L’unico filo conduttore in questa selva di domande apparirebbe la fuga, l’idea dello spazio fisico in cui esercitare la facoltà di essere. A tutti i protagonisti di questa epopea pare negato (la guerra, l’astenia, la malattia) da forze esterne che vanno combattute allo stremo dello sparire completamente, dell’essere inghiottiti da quella porzione di realtà che non si può/deve accettare. Comodin si muove con un coraggio straordinario, e in libertà assoluta, all’interno di queste vicende lasciando scorrere i sentimenti come in un flusso anarchico di coscienza, come se la radice della complessità debba essere continuamente colta nel particolare, nella bellezza di un gesto, di una parola, di un respiro.

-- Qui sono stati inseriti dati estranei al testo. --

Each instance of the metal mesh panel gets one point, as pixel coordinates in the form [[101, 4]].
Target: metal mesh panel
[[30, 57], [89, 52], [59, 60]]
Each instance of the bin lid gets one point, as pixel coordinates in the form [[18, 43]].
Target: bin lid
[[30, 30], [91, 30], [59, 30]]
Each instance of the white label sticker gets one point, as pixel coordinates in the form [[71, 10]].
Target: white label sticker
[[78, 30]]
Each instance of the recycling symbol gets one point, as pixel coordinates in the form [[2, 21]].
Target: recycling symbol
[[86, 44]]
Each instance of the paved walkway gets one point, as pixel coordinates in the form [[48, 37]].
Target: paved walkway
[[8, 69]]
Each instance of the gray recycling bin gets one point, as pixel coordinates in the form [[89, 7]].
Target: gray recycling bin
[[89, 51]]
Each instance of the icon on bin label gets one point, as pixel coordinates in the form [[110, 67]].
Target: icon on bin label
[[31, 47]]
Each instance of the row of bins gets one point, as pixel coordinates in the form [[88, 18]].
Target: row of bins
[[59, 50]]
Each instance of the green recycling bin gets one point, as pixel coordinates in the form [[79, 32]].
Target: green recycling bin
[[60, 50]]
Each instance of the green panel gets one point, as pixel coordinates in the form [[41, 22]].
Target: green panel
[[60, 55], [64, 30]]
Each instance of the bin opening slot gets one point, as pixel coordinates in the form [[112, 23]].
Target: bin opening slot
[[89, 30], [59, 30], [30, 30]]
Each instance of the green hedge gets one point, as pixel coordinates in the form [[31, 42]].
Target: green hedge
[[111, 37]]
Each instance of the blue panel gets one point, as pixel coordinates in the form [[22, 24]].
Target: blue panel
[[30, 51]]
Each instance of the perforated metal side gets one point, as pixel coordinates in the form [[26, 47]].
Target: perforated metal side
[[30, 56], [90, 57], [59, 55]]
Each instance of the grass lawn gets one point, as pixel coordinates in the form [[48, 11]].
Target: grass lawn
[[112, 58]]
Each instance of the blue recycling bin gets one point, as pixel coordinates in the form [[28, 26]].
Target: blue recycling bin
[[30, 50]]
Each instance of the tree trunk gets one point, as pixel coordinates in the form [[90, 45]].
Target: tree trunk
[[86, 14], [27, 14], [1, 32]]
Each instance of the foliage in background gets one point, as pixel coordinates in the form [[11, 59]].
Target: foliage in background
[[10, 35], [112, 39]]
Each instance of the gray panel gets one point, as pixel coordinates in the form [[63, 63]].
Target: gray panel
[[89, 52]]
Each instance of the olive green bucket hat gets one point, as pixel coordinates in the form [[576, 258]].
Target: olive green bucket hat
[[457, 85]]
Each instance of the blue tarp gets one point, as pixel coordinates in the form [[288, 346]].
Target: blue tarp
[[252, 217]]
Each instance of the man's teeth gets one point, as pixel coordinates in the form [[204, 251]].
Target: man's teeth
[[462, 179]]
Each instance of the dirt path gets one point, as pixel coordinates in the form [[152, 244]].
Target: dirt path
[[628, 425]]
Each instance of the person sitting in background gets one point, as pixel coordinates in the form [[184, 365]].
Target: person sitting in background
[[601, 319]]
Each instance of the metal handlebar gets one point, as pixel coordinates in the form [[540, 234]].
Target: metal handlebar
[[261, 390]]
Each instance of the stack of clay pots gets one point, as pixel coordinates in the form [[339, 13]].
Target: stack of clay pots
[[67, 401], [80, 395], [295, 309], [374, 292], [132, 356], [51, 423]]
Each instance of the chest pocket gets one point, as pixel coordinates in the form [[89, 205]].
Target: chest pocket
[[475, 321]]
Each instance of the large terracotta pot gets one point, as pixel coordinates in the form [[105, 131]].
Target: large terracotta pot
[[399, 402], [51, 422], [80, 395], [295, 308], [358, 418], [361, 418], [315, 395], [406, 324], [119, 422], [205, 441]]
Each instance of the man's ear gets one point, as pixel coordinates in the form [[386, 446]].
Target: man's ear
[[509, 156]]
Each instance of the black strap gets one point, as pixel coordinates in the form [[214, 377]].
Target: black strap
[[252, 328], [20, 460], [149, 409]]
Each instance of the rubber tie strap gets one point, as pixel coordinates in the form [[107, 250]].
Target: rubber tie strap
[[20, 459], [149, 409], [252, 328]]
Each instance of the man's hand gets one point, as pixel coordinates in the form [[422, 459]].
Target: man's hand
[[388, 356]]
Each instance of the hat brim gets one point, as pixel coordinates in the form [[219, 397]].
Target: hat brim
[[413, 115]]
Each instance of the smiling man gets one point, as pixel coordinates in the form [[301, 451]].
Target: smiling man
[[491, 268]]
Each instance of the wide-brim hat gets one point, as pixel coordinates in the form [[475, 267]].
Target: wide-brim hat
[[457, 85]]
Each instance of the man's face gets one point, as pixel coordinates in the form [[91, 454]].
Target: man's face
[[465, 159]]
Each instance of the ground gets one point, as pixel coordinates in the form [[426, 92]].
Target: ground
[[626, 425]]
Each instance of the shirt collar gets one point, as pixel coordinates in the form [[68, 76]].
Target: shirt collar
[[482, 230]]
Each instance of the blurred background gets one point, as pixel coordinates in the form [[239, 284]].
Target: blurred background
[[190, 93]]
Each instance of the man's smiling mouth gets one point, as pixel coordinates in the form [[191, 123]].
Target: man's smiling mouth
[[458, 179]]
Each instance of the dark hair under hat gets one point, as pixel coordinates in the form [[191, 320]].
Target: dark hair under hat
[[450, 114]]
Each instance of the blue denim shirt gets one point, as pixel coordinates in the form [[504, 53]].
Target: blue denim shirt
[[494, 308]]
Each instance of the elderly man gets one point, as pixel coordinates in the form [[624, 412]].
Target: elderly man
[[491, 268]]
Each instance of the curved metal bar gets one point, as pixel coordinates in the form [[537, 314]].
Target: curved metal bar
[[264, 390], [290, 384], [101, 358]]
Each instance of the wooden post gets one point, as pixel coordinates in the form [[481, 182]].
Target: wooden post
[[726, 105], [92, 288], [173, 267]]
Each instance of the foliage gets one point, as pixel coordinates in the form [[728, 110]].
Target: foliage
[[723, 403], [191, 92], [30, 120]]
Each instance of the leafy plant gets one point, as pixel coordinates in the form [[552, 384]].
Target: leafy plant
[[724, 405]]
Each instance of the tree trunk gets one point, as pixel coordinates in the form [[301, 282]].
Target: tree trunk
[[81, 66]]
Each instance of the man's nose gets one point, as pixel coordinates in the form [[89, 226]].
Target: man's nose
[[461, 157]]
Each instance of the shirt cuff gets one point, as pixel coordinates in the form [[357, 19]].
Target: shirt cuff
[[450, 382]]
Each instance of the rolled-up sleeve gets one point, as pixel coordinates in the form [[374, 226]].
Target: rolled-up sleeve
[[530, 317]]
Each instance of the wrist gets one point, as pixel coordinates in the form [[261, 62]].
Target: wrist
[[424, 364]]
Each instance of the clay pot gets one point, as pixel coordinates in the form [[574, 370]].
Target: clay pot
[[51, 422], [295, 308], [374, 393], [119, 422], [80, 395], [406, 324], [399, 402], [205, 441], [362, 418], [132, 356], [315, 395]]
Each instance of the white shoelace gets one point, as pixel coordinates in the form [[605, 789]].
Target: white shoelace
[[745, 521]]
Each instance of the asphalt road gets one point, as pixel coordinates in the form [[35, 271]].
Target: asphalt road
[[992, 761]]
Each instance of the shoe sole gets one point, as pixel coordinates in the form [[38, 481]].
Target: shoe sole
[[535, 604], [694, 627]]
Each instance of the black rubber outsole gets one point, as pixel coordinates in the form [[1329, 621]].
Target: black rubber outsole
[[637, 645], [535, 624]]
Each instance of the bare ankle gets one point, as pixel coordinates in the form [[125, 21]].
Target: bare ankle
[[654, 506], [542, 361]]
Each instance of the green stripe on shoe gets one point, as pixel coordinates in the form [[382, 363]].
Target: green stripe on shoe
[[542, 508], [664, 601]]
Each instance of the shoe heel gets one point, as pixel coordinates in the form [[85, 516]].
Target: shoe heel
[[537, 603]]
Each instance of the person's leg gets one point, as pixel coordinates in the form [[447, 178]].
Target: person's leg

Non esiste alcun tipo di forma, si passa dal mistico fotografato con continui tagli di luce ad interviste frontali in presa diretta giungendo al finale bressoniano racchiuso dalle sbarre. Una deriva di traiettorie universali, come se il cinema potesse ancora affidarsi alla totale poliedricità delle sue espressioni per trovare il compimento, come solo il caleidoscopio dei linguaggi riuscisse davvero a definire il reale, in falsi raccordi di esistenze che al nulla hanno preferito il dolore e la lotta. I tempi felici verranno presto è fuga, è natura, è sentimento, è simbiosi, è privazione. È un intreccio di mani attraverso le sbarre, è una grotta, è un orizzonte negato. È un manuale di fotografia intrappolato nel 4/3 di un 35mm granuloso, sporco, brillante nei colori saturi ma al contempo oscuro, come la vita, come la storia, come il cinema.
La natura pare essere quella di Straub, l’andare nel luogo, l’universo tutto compreso della sua (dis)umanità, acquario di anime perse in cui si resiste, dove non si può restare indifferenti, pena l’oblio. Uomini e animali, foglie e acqua: tutto ha lo stesso valore nella continua e drammatica provvisorietà dell’essere. La disobbedienza civile della vita nel bosco è l’unico attimo in cui loro si possono trovare a vivere, succhiandolo fino al midollo tra le due eternità del passato e del futuro solo per cercare di scrutare, almeno per pochi attimi, il presente illuminato solo dal sentimento. Nessuno può sapere se quei tempi felici potranno mai arrivare (l’emblema della didascalia finale), resta solo quell’impossibile fuga trascendentale che come vortice inghiottisce drammaticamente gli stessi spettatori di quel potente spettacolo vita/film che continua, indipendentemente da noi. Non saprei che altro aggiungere perché le complessità si susseguono e, come cinque anni fa, solo lo spaesamento può appartenere a queste parole. Solitudine, malinconia, impossibilità, rimpianti, tutto si è fuso in un conato dolce ed arido come il vento, che è il desiderio malinconico della vita stessa. Un desiderio, quello delle fiabe appunto, che in questo film (al di là delle imperfezioni apparenti) trovano una condensazione meravigliosa che toglie il fiato, e che ci fa sospirare lungo un sogno ad occhi aperti.